Illinois Appellate Court Determines Medical Expense “Write-offs” Do Not Qualify for Set-off

Harold Miller v. Sarah Bush Lincoln Health Center, et al., 2016 IL App (4th) 150728.

Adding to the ever-changing debate regarding how medical expenses “written off” by health care providers are treated by Illinois courts, the Fourth District Appellate Court recently reversed a trial court order that reduced a verdict in a medical malpractice case by the total amount of medical expenses the plaintiff’s medical providers had written off from the bills. In reaching its decision, the Appellate Court determined that medical expenses written off by medical providers do not qualify for a set-off under Section 2-1205 of the Illinois Code of Civil Procedure (735 ILCS 5/2-1205).

Section 2-1205 allows for a reduction in the amount of recovery in medical negligence actions in “[a]n amount equal to the sum of. . . 100% of the benefits provided for medical charges, hospital charges, or nursing or caretaking charges, which have been paid, or which have become payable to the injured person by any other person, corporation, insurance company or fund.” One exception to the right of reduction occurs when there is a right of recoupment “through subrogation, trust agreement, lien, or otherwise.” 735 ILCS 5/2-1205(2).

In Miller, the jury returned a verdict in favor of the plaintiff and awarded $638,347.91. Of that amount, $133,347.91 was itemized for medical expenses. The defendants filed a motion pursuant to Section 2-1205 seeking to reduce the jury’s verdict by $91,724.03, arguing that “because the medical bills awarded by the jury in its verdict total $133,347.91, and because there is no right of subrogation or recoupment of the portion of these bills equal to $91,724.03, Defendants request that judgment be entered on the verdict, with a set-off in that amount.” The trial court agreed with the defendants and entered an order reducing the jury’s verdict.

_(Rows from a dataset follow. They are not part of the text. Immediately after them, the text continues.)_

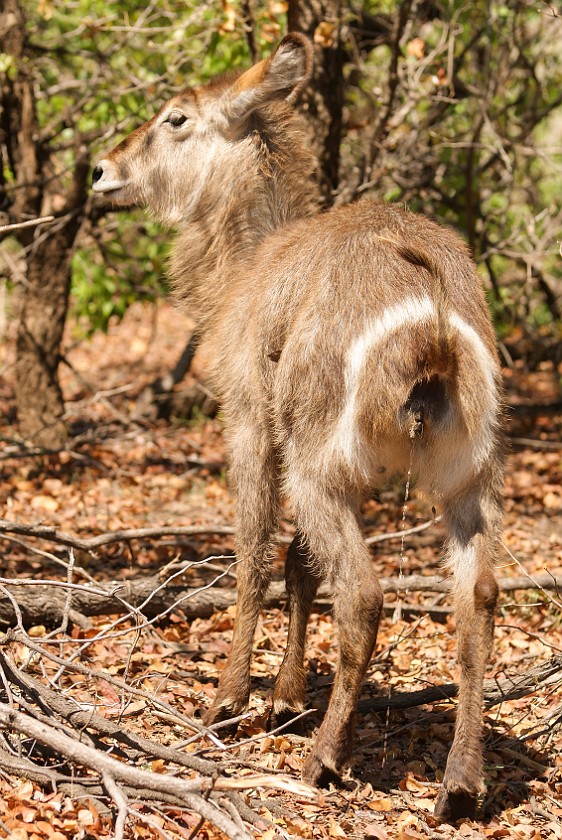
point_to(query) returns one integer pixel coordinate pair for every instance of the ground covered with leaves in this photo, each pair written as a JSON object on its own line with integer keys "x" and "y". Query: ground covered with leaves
{"x": 150, "y": 677}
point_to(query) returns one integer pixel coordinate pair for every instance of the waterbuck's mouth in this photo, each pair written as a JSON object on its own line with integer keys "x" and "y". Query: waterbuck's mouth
{"x": 108, "y": 186}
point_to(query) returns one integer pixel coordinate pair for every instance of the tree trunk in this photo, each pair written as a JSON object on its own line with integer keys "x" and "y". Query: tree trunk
{"x": 323, "y": 101}
{"x": 39, "y": 397}
{"x": 45, "y": 297}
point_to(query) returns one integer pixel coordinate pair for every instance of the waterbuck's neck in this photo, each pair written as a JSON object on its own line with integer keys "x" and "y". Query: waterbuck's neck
{"x": 255, "y": 186}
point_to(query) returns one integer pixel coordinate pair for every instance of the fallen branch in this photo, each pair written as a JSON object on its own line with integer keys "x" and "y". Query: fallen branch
{"x": 495, "y": 691}
{"x": 43, "y": 602}
{"x": 43, "y": 220}
{"x": 48, "y": 532}
{"x": 193, "y": 793}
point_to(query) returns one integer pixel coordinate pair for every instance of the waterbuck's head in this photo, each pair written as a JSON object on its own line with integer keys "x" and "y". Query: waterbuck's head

On appeal, the Court analyzed Section 2-1205 and determined that the plain language of the statute “shows it was only intended to apply if the benefits were paid to medical providers or had become payable by the plaintiff—and then only if other limitations do not apply.” The Court further held that the Illinois legislature did not intend Section 2-1205 to allow verdicts to be reduced by the amount of medical bills written off by health care providers. Rather, the statute “only allows a verdict to be reduced by the amount paid to the medical providers or payable to the plaintiff.” Because the amount the medical providers wrote off from their bills was never paid by anyone and had not become payable to the plaintiff, Section 2-1205 did not apply. The Court reversed the trial court’s order reducing the judgment and remanded the case with instructions to enter judgment in the full amount of the jury’s verdict.

In reaching its decision, the Court chose not to follow the Second District’s decision in Perkey v. Portes-Jarol, 2013 IL App (2d) 120470, which allowed a reduction in the judgment for the amount of expenses written off by medical providers. The Court distinguished the arguments raised in Perkey as “different” from the arguments raised in Miller. The Court specifically noted that the Second District did not analyze whether bills written off by medical providers qualify as benefits paid to the medical providers or payable to the plaintiff. The Perkey decision only dealt with whether the right to recoupment prevented a reduction in the judgment.

The Court did not address whether its holding applies to Section 2-1205.1 of the Code of Civil Procedure, which allows for a reduction in recovery for judgments in personal injury, wrongful death and property damage cases based on negligence or products liability.